Among the various CD4 T cell subsets, the CD4 Th1 cells provide the primary response to intracellular pathogens. As mentioned earlier, after CD4 T cells are activated they receive a differentiation signal that determines their cytokine profile. In Th1 cells, IL-12 upregulates the transcription factor T-bet, which is required by CD4 T cells for IFN-γ production (58). Once activated, Th1 cells are programed to secrete pro-inflammatory cytokines that include IFN-γ, TNFα, and IL-2 upon re-stimulation. In contrast, CD8 T cell priming is not usually thought of in terms of differentiation of particular subsets with distinct functions, although functional subsets have been described. Termed Tc1, Tc2, and Tc17 in reference to their Th counterparts, these cells are found in relatively low-frequency under normal circumstances, and the mechanisms driving the development of these alternative CD8 T cells remain poorly understood (58). Signal 3 was initially identified in CD4 and CD8 T cells simply as the inflammatory cytokine(s) required to induce proliferation and differentiation to effector capacity (59).

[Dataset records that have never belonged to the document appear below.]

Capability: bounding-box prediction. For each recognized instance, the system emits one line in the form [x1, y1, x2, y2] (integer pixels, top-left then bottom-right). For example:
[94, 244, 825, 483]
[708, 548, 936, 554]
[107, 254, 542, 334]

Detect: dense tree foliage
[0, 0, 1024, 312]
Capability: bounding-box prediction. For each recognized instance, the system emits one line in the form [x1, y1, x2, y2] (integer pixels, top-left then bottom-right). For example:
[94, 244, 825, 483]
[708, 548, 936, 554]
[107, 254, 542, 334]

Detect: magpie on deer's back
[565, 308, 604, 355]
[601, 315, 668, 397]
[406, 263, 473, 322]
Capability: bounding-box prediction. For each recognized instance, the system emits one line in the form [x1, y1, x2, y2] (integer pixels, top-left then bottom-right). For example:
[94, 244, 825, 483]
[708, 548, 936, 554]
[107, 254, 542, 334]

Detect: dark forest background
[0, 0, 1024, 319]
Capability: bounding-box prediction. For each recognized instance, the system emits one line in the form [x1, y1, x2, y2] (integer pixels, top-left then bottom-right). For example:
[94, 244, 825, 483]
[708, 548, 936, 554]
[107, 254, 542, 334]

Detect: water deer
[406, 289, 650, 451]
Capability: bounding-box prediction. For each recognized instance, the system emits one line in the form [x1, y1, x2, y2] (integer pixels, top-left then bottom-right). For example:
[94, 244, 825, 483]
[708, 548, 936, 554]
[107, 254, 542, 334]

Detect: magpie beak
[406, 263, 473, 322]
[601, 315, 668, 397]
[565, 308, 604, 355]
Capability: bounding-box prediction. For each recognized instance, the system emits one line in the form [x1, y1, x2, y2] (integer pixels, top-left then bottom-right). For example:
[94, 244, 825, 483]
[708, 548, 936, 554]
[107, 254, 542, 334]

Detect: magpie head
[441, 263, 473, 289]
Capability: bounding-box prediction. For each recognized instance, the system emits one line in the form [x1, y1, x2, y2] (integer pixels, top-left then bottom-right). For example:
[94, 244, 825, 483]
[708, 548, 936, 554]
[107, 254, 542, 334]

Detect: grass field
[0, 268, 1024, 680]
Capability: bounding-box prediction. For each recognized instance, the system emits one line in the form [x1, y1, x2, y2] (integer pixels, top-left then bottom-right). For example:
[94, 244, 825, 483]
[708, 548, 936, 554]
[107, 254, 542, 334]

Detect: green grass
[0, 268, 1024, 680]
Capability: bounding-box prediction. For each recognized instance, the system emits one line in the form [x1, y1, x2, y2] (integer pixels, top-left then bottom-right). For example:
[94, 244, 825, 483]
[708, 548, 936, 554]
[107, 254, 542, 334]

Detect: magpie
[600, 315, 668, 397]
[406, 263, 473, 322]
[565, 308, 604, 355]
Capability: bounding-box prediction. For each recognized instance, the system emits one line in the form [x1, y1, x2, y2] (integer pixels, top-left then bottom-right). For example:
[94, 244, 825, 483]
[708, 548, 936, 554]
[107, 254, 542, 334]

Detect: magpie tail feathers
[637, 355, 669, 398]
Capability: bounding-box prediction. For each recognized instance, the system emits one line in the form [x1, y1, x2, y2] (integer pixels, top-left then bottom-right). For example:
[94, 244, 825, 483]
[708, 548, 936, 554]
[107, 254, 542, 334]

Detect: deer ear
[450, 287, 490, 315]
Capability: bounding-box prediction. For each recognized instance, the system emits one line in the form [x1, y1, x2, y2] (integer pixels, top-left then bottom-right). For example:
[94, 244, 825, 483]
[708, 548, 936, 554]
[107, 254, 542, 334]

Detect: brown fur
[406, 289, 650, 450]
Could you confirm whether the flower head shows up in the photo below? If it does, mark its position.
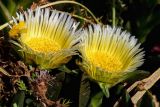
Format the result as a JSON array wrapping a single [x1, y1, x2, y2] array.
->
[[79, 25, 144, 85], [9, 8, 79, 69]]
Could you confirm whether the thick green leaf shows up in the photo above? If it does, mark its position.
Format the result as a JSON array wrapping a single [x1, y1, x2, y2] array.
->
[[58, 65, 77, 74], [118, 90, 133, 107], [12, 91, 25, 107], [120, 70, 149, 83], [138, 91, 155, 107], [98, 82, 110, 98], [79, 74, 91, 107], [89, 91, 104, 107], [47, 72, 65, 100], [0, 67, 11, 76]]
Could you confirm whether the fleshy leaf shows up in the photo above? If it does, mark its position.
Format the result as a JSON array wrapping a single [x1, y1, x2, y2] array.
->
[[98, 82, 110, 98], [119, 70, 149, 83], [79, 74, 91, 107], [89, 91, 104, 107]]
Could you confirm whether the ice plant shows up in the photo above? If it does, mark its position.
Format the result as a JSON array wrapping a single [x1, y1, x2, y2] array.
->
[[9, 8, 79, 69], [79, 24, 144, 86]]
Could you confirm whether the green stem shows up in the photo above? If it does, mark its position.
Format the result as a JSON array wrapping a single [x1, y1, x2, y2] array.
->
[[112, 0, 116, 26], [40, 1, 100, 23]]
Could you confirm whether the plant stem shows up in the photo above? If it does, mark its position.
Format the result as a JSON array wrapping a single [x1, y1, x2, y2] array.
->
[[112, 0, 116, 26]]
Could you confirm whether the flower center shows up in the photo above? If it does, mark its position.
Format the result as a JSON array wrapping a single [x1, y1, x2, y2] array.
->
[[25, 38, 60, 53], [89, 52, 123, 72]]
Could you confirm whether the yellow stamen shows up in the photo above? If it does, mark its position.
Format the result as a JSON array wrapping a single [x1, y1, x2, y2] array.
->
[[88, 52, 123, 73], [25, 38, 61, 53]]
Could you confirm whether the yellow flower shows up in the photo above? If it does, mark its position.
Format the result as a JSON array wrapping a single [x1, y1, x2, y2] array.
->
[[9, 8, 79, 69], [79, 24, 144, 86]]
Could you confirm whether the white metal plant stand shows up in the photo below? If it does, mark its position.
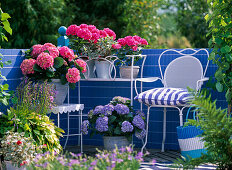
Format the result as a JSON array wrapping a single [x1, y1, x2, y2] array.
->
[[51, 88, 84, 153]]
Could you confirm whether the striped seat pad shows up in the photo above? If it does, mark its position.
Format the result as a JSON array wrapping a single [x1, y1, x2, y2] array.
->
[[135, 88, 191, 106]]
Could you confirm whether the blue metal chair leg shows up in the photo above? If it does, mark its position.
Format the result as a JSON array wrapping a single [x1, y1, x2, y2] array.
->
[[141, 106, 151, 153]]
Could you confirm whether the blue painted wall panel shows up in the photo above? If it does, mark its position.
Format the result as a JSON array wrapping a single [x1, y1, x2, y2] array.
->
[[0, 49, 227, 150]]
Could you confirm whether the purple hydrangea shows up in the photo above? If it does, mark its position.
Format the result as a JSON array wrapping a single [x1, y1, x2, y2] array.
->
[[81, 120, 89, 135], [121, 121, 134, 133], [114, 104, 130, 115], [103, 104, 114, 116], [136, 110, 145, 117], [93, 105, 104, 115], [135, 129, 146, 139], [112, 96, 130, 103], [96, 116, 108, 132], [132, 115, 145, 129]]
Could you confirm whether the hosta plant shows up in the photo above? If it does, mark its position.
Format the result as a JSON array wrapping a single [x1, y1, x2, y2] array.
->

Type I interferons and IL-12 have both extensively been shown to result in the survival, expansion, and differentiation of CD8 T cells, and are critical for the conventionally described CD8 T cell effector responses, including cytolytic activity and IFN-γ production (59–62).

Additional differences between CD4 and CD8 T cell activation include, but are not limited to a shorter required duration of antigenic stimulation in CD8 T cells (63–65), different transcriptional regulation, including partial redundancy for the transcription factors T-bet and Eomes in IFN-γ production in CD8, but not CD4 (30), and differences in cellular trafficking and antigen surveillance (66). Further, evidence suggests that CD4 T cells can help to initiate CD8 T cell priming (67, 68), and may be required for optimal CD8 memory formation, a regulatory interaction that argues against mechanistic redundancy in the activation process. Thus, while T cells have evolved to share many similar pathways, CD4 and CD8 T cells are distinct cell types with different functions and rules to govern them. When studying T cell functions it is critical to keep these differences in mind and to choose a model system capable of demonstrating the full potential of the cell of interest. Accordingly, the strong requirement for Th1 cell functions in Salmonella infections makes this model system ideal for study of Th1 responses (9–11).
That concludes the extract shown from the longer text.